Yes. JPEG-aware adversarial attacks on image classifiers were demonstrated as early as 2017, and the same dynamic (compression coefficients becoming a reliable channel for perturbations) appeared there first. Audio adversarial research is roughly five years behind vision on this vector, largely because codec preprocessing was assumed sufficient without empirical verification.
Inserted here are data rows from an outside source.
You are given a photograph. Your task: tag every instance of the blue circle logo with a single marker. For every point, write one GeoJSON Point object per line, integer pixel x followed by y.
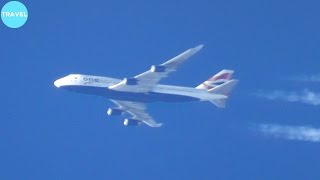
{"type": "Point", "coordinates": [14, 14]}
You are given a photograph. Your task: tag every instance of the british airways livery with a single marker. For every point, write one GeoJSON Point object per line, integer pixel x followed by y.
{"type": "Point", "coordinates": [131, 94]}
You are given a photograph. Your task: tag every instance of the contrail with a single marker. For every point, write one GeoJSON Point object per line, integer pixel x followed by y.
{"type": "Point", "coordinates": [305, 78]}
{"type": "Point", "coordinates": [301, 133]}
{"type": "Point", "coordinates": [306, 96]}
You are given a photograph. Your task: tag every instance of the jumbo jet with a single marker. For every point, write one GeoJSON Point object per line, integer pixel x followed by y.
{"type": "Point", "coordinates": [131, 94]}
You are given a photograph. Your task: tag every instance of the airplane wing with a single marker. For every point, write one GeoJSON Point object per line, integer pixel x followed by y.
{"type": "Point", "coordinates": [137, 110]}
{"type": "Point", "coordinates": [144, 82]}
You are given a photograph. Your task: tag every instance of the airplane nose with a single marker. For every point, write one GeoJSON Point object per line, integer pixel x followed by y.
{"type": "Point", "coordinates": [57, 83]}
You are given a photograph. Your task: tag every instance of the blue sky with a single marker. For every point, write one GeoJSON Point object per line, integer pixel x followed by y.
{"type": "Point", "coordinates": [46, 133]}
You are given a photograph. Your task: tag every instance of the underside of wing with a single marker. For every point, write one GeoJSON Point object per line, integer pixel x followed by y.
{"type": "Point", "coordinates": [144, 82]}
{"type": "Point", "coordinates": [137, 112]}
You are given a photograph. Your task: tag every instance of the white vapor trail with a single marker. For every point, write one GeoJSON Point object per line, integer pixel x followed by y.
{"type": "Point", "coordinates": [302, 133]}
{"type": "Point", "coordinates": [306, 96]}
{"type": "Point", "coordinates": [311, 78]}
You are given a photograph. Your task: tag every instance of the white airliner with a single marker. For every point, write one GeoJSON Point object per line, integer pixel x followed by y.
{"type": "Point", "coordinates": [131, 94]}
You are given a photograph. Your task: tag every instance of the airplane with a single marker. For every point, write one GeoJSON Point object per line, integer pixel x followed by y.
{"type": "Point", "coordinates": [131, 94]}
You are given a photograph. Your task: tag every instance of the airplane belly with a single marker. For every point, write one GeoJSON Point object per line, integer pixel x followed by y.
{"type": "Point", "coordinates": [129, 96]}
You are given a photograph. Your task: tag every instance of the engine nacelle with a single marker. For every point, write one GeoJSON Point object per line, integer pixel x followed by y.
{"type": "Point", "coordinates": [114, 112]}
{"type": "Point", "coordinates": [130, 81]}
{"type": "Point", "coordinates": [155, 68]}
{"type": "Point", "coordinates": [131, 122]}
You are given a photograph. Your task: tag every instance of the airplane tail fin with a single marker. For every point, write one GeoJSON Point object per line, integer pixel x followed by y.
{"type": "Point", "coordinates": [224, 89]}
{"type": "Point", "coordinates": [216, 80]}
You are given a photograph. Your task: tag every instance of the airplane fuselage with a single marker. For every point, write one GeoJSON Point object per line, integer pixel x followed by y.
{"type": "Point", "coordinates": [99, 86]}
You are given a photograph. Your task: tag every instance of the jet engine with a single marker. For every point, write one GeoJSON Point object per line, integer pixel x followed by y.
{"type": "Point", "coordinates": [131, 122]}
{"type": "Point", "coordinates": [114, 112]}
{"type": "Point", "coordinates": [130, 81]}
{"type": "Point", "coordinates": [155, 68]}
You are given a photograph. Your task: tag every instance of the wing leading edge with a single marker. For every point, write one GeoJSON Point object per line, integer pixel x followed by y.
{"type": "Point", "coordinates": [144, 82]}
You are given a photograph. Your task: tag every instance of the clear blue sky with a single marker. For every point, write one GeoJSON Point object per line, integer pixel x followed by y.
{"type": "Point", "coordinates": [47, 133]}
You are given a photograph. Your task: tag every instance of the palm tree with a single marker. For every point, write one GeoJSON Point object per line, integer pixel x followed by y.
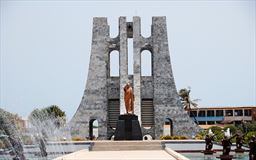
{"type": "Point", "coordinates": [188, 104]}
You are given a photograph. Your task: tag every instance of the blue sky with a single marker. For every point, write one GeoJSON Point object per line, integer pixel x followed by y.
{"type": "Point", "coordinates": [45, 49]}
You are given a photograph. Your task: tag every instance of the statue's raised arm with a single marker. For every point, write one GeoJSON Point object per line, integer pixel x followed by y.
{"type": "Point", "coordinates": [129, 99]}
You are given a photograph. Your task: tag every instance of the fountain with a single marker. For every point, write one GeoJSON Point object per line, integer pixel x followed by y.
{"type": "Point", "coordinates": [208, 143]}
{"type": "Point", "coordinates": [12, 136]}
{"type": "Point", "coordinates": [46, 138]}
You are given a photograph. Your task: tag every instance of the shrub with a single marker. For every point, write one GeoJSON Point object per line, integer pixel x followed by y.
{"type": "Point", "coordinates": [201, 135]}
{"type": "Point", "coordinates": [248, 136]}
{"type": "Point", "coordinates": [233, 129]}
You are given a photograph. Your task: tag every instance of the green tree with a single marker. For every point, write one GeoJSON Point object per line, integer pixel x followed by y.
{"type": "Point", "coordinates": [186, 100]}
{"type": "Point", "coordinates": [52, 112]}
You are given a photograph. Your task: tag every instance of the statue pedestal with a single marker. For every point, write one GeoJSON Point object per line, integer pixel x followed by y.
{"type": "Point", "coordinates": [225, 157]}
{"type": "Point", "coordinates": [208, 152]}
{"type": "Point", "coordinates": [128, 128]}
{"type": "Point", "coordinates": [239, 150]}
Are lossless codecs like FLAC immune?

CodecAttack exploits the bit-allocation behavior of lossy codecs, so uncompressed PCM and lossless formats have no exploitable latent codec representation. However, any pipeline that accepts lossless input and internally transcodes to a lossy format for bandwidth or processing reasons reintroduces the vulnerability at that transcoding boundary. Many production voice-AI systems transcode to Opus or AAC before inference regardless of the input format.

What does cross-codec adversarial training cost in practice?

Each codec-bitrate combination is a separate augmentation channel. A pipeline handling Opus at three bitrates, MP3 at three, and AAC at two would need eight encoding passes per training sample. For a dataset of hundreds of thousands of clips, cross-codec adversarial training could increase compute costs by an order of magnitude compared to single-codec fine-tuning, before accounting for the iterative adversarial example generation itself.